Sem mencionarem explicitamente o anúncio da Casa Branca, a Associação Médica Americana, a Associação Nacional da Indústria e a Business Roundtable emitiram declarações de apoio à política do governo Biden contra a pandemia.
Por sua vez William Schaffner, especialista em doenças infecciosas da Universidade de Vanderbilt, comparou os requisitos de vacinação ao serviço militar em tempos de guerra. “Até o momento, contamos com um exército de voluntários”, disse Schaffner. “Mas, particularmente com a variante Delta, o inimigo foi reforçado e agora um exército voluntário não é suficiente. Precisamos instituir um projeto.”
Na sexta-feira, ao visitar uma escola pública acompanhado pela primeira dama Jill, o presidente Biden reagiu a declarações de governadores republicanos de que ele estaria “exorbitando” de seus poderes, dizendo que eram eles que estavam “se esquivando de sua responsabilidade”.
“Estou tão desapontado que particularmente alguns governadores republicanos foram tão arrogantes com a saúde dessas crianças, tão arrogantes com a saúde de suas comunidades”, disse Biden durante a visita à Brookland Middle School, em Washington. “Isto não é um jogo”.
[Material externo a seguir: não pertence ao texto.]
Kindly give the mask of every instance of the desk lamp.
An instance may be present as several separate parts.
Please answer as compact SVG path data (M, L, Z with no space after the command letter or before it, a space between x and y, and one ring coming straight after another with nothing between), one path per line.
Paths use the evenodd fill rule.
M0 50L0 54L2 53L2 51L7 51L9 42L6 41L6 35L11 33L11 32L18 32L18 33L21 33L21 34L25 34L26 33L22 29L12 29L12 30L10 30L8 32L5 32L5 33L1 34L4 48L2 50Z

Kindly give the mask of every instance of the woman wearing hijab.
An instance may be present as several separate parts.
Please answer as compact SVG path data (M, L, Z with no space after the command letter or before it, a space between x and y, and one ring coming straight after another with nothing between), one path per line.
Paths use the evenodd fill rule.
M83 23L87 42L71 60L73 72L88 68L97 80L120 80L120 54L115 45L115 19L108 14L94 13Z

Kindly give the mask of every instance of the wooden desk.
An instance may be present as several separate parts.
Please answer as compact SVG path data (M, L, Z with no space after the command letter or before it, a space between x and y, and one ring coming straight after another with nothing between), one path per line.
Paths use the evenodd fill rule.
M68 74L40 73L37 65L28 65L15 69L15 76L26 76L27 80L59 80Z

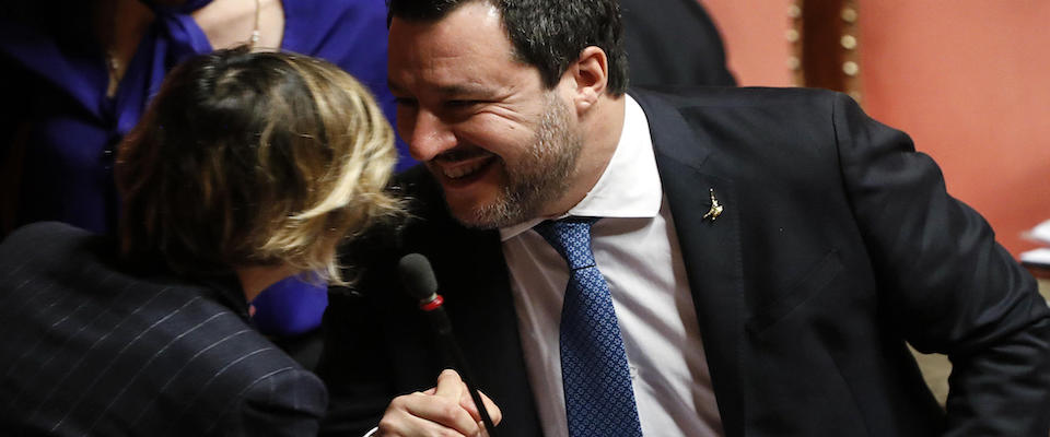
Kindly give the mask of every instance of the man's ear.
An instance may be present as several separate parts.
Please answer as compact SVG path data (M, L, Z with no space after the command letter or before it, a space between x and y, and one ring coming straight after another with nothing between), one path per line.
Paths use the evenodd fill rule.
M586 111L605 93L609 80L609 60L605 50L596 46L584 48L565 74L571 75L564 79L571 79L570 83L574 87L573 105L576 111Z

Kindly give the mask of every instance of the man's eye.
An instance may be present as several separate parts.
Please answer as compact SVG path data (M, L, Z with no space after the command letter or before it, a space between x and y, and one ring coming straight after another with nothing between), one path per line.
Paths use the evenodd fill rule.
M394 97L394 103L398 106L412 106L416 105L416 99L411 97Z
M445 102L445 105L451 108L466 108L474 105L477 105L480 101L448 101Z

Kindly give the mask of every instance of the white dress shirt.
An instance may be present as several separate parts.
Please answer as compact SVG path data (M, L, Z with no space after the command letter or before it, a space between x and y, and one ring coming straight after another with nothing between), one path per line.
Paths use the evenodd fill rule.
M649 122L638 103L625 98L616 152L598 182L568 215L603 217L592 228L592 247L612 295L642 433L721 436ZM559 437L569 434L558 340L569 271L564 259L532 229L540 221L501 228L500 234L539 420L547 437Z

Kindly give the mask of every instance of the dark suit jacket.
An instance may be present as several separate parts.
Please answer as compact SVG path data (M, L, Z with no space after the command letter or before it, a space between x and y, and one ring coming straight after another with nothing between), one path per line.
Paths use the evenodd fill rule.
M0 245L0 434L306 436L320 380L248 324L235 277L130 273L58 223Z
M620 0L631 85L736 85L714 22L697 0Z
M1047 304L907 135L830 92L632 95L727 436L1047 435ZM440 355L394 279L397 257L418 251L476 385L503 410L501 435L539 435L545 401L525 373L498 233L456 224L423 173L405 179L418 218L377 237L388 245L348 250L372 270L331 296L329 426L364 429L395 394L433 386ZM725 208L714 222L702 218L709 188ZM947 414L906 342L952 358Z

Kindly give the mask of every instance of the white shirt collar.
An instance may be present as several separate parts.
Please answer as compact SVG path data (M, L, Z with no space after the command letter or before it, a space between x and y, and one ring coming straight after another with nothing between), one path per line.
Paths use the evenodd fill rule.
M565 216L643 218L660 214L663 187L656 170L649 120L638 102L626 94L623 97L623 131L620 132L612 158L598 182ZM500 238L503 241L511 239L544 220L533 218L501 227Z

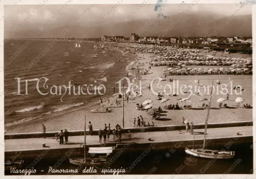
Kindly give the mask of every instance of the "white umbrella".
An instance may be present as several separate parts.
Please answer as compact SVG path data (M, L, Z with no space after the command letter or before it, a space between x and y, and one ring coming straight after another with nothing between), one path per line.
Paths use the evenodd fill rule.
M236 102L238 103L242 103L244 101L244 99L242 97L237 97L236 100L235 100Z
M152 106L153 106L154 105L152 104L148 104L147 105L146 105L146 106L145 106L145 107L144 107L144 109L149 109L150 108L152 107Z
M180 99L180 102L182 102L182 101L185 101L185 103L186 104L186 105L187 105L187 103L186 102L186 101L188 100L188 99L189 99L190 98L189 97L185 97L185 98L183 98L183 99Z
M226 99L224 99L223 97L221 97L220 98L218 99L217 100L217 102L221 103L224 101L226 101Z
M145 101L144 102L143 102L143 103L142 103L142 104L143 105L146 105L147 104L148 104L148 103L150 103L151 102L152 102L153 101L151 99L148 99L146 100L146 101Z

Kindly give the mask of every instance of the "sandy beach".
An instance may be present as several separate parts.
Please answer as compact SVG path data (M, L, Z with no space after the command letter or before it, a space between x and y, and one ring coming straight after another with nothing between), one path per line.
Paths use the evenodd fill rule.
M208 54L208 53L207 54ZM218 54L220 56L220 54ZM226 54L225 54L226 55ZM228 56L234 57L242 57L242 54L227 54ZM144 69L148 69L149 63L154 56L156 55L152 54L139 54L138 56L144 58L139 60L142 63L144 63L145 65L140 67ZM197 68L200 67L197 66ZM137 79L134 84L139 84L139 80L142 81L142 96L136 97L134 100L131 100L127 103L126 100L124 101L124 127L133 127L134 118L137 118L138 116L142 115L146 124L149 122L150 124L153 121L156 126L162 126L170 125L180 125L183 123L182 117L189 121L193 121L194 124L204 123L206 117L207 110L203 109L201 107L202 102L199 102L201 97L195 95L194 90L192 90L192 93L186 93L182 94L179 93L177 96L171 96L168 95L170 93L170 88L166 88L166 92L162 93L162 99L166 98L167 101L166 102L160 103L160 100L158 100L157 95L154 95L151 90L147 88L147 87L151 82L156 77L160 78L162 76L164 80L159 83L159 80L155 79L153 82L153 89L156 93L164 91L164 88L167 85L170 85L172 88L173 86L173 82L169 82L169 79L175 80L178 80L178 85L177 83L175 84L174 88L177 90L177 86L180 88L182 85L189 86L191 85L193 87L197 85L196 80L200 80L200 84L203 84L205 86L212 84L213 80L215 82L216 80L219 80L221 84L219 85L219 91L221 91L221 86L222 84L228 84L232 81L232 86L230 85L227 87L228 90L228 93L230 94L229 100L224 101L224 103L227 104L229 107L228 108L220 108L218 103L216 102L217 100L220 97L226 98L226 95L222 94L219 92L218 94L216 92L214 93L212 97L211 109L210 111L208 123L215 123L220 122L229 122L239 121L251 121L252 120L252 109L246 109L241 107L243 104L248 103L252 106L252 76L250 75L213 75L202 76L168 76L164 78L163 70L166 69L166 66L152 67L150 72L152 73L146 75L137 76ZM136 72L134 70L129 70L129 73L136 74ZM196 80L196 81L195 81ZM195 82L196 81L196 82ZM236 95L234 93L234 90L232 90L232 88L239 85L244 88L245 90L242 91L242 94ZM125 85L126 84L125 84ZM215 86L216 86L216 85ZM161 88L162 86L162 88ZM201 93L204 93L204 87L200 88ZM185 90L183 91L188 91ZM232 94L231 94L231 91ZM225 92L225 91L224 91ZM205 97L210 97L210 93L208 95L205 95ZM177 93L177 92L175 93ZM206 93L207 93L207 92ZM170 95L174 93L172 91ZM190 99L186 102L186 105L192 105L191 109L183 109L182 110L164 110L164 107L170 104L176 104L178 103L180 107L185 105L184 101L180 102L180 100L182 98L189 97ZM234 101L237 97L244 98L245 101L241 103L240 107L237 107L237 103ZM151 103L154 105L153 107L158 108L160 106L166 112L162 113L161 116L159 119L152 120L152 116L147 114L146 110L136 110L136 104L138 102L140 104L148 98L153 100ZM105 99L106 100L106 99ZM104 101L103 101L104 102ZM205 101L206 104L208 104L208 101ZM96 105L92 107L92 109L96 109L100 107ZM16 126L6 127L7 129L6 133L28 133L41 132L42 131L42 124L44 124L46 127L46 131L59 131L61 129L66 129L68 130L83 130L84 127L84 114L86 115L86 120L90 121L94 129L103 129L104 124L110 123L112 127L114 127L117 124L122 126L122 107L112 108L110 113L93 113L89 112L88 108L83 107L82 109L75 109L71 110L71 111L60 114L57 116L52 116L44 120L35 121L27 123L24 125L19 125L18 127ZM137 125L137 123L136 124ZM86 128L88 125L86 125Z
“Nem sempre podemos saber o que o futuro reserva, mas sabemos o que devemos aos nossos filhos”, acrescentou o presidente norte-americano. “Devemos a eles a promessa de manter suas escolas abertas da forma mais segura possível. Devemos a eles o compromisso de seguir a ciência.”
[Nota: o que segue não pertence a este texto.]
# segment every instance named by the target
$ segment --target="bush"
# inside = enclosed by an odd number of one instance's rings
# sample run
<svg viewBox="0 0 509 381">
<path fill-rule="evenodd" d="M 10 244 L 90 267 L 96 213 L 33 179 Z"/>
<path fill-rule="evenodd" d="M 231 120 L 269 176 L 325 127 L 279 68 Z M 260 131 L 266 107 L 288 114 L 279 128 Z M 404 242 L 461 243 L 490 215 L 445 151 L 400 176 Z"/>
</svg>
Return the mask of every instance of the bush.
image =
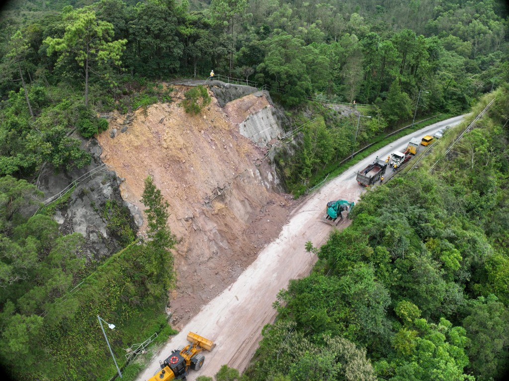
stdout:
<svg viewBox="0 0 509 381">
<path fill-rule="evenodd" d="M 185 99 L 182 101 L 184 109 L 188 114 L 196 114 L 202 109 L 210 103 L 210 96 L 207 89 L 203 86 L 198 86 L 186 92 L 184 96 Z M 200 98 L 201 98 L 201 101 Z"/>
<path fill-rule="evenodd" d="M 97 133 L 97 126 L 89 119 L 80 119 L 78 123 L 79 124 L 79 133 L 83 137 L 90 138 Z"/>
<path fill-rule="evenodd" d="M 96 134 L 108 129 L 108 121 L 103 118 L 80 117 L 78 121 L 79 133 L 83 137 L 89 138 Z"/>
<path fill-rule="evenodd" d="M 109 124 L 108 121 L 103 118 L 99 118 L 97 122 L 97 130 L 99 132 L 103 132 L 108 129 Z"/>
</svg>

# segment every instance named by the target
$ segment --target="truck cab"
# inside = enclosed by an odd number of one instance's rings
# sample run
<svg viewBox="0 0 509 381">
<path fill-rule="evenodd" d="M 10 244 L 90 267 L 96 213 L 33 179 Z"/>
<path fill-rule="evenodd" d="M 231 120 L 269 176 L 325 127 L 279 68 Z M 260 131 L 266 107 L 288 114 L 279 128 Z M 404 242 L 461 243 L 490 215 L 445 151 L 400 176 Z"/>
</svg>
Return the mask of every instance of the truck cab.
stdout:
<svg viewBox="0 0 509 381">
<path fill-rule="evenodd" d="M 419 140 L 419 138 L 414 137 L 410 139 L 410 141 L 408 142 L 408 145 L 407 146 L 407 151 L 412 154 L 412 155 L 416 155 L 417 152 L 419 150 L 419 144 L 420 141 Z"/>
<path fill-rule="evenodd" d="M 426 136 L 422 138 L 422 139 L 420 141 L 420 143 L 423 145 L 428 145 L 428 144 L 431 143 L 431 142 L 433 141 L 433 137 L 430 135 L 427 135 Z"/>
<path fill-rule="evenodd" d="M 400 166 L 405 160 L 405 154 L 403 152 L 396 151 L 392 154 L 392 161 L 393 161 L 398 166 Z"/>
</svg>

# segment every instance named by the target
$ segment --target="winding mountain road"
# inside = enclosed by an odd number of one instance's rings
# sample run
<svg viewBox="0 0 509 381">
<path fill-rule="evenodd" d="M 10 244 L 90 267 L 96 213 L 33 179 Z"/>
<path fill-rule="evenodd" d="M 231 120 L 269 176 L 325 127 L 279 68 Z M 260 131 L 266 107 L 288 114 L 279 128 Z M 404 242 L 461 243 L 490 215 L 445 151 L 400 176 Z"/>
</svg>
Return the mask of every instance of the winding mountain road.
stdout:
<svg viewBox="0 0 509 381">
<path fill-rule="evenodd" d="M 277 239 L 266 246 L 256 260 L 237 280 L 205 305 L 182 331 L 173 337 L 151 360 L 150 365 L 138 377 L 148 380 L 160 370 L 172 349 L 186 344 L 189 331 L 213 340 L 217 344 L 211 352 L 204 352 L 205 363 L 198 371 L 190 371 L 187 379 L 194 381 L 201 374 L 213 376 L 221 365 L 228 364 L 243 371 L 249 364 L 261 338 L 261 330 L 275 317 L 272 303 L 277 292 L 286 288 L 292 279 L 302 278 L 309 273 L 316 256 L 304 249 L 308 241 L 315 246 L 323 244 L 333 228 L 320 221 L 325 205 L 339 198 L 359 200 L 365 189 L 357 184 L 357 171 L 366 167 L 378 156 L 385 157 L 395 151 L 403 151 L 410 138 L 433 135 L 446 125 L 459 124 L 465 115 L 435 123 L 410 134 L 384 147 L 331 180 L 309 195 L 296 208 L 290 221 Z M 338 226 L 343 228 L 349 221 Z"/>
</svg>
“A coisa mais segura que você pode fazer por seu filho a partir de 12 anos é vaciná-lo”, disse o presidente, dirigindo-se aos pais. “Você os vacinou para todos os outros tipos de coisas – sarampo, caxumba, rubéola – para eles irem à escola, para poderem praticar esportes, eles tiveram que tomar essas vacinas. Vacine-os.”
A mudança de enfoque do governo Biden possivelmente também visa evitar o desgaste que virá, quando em duas ou três semanas, ao ritmo diário de mortes atual, os EUA superarem o total de mortos da pandemia de 1918, a gripe espanhola, em que morreram 675 mil norte-americanos. Há apenas dois meses, Biden declarou prematuramente a “independência” do país em relação ao coronavírus.
Nas hostes republicanas, houve uma corrida ao Twitter para contestar a medida de Biden. Ronna McDaniel, a presidente do Comitê Nacional Republicano, chamou-a de “decreto federal não-americano e inconstitucional”. O governador da Carolina do Sul, Henry McMaster, postou: “Biden e dos democratas radicais torceram o nariz para a Constituição. Fique tranquilo, vamos lutar contra eles até as portas do inferno para proteger a liberdade e o sustento de todos os sul-carolinos”.
“@JoeBiden nos vemos no tribunal” , escreveu, em Twitter, a governadora Kristi Noem, de Dakota do Sul. Greg Abbott, governador do Texas, chamou as ações de “ataque às empresas privadas” e anunciou que emitiu uma ordem executiva “protegendo o direito dos texanos de escolher se seriam vacinados ou não”. “O Texas já está trabalhando para deter essa usurpação de poder”, postou.
Questionado na sexta-feira sobre a possível ida dos republicanos aos tribunais contra as novas medidas de vacinação, Biden retrucou: “Façam isso”.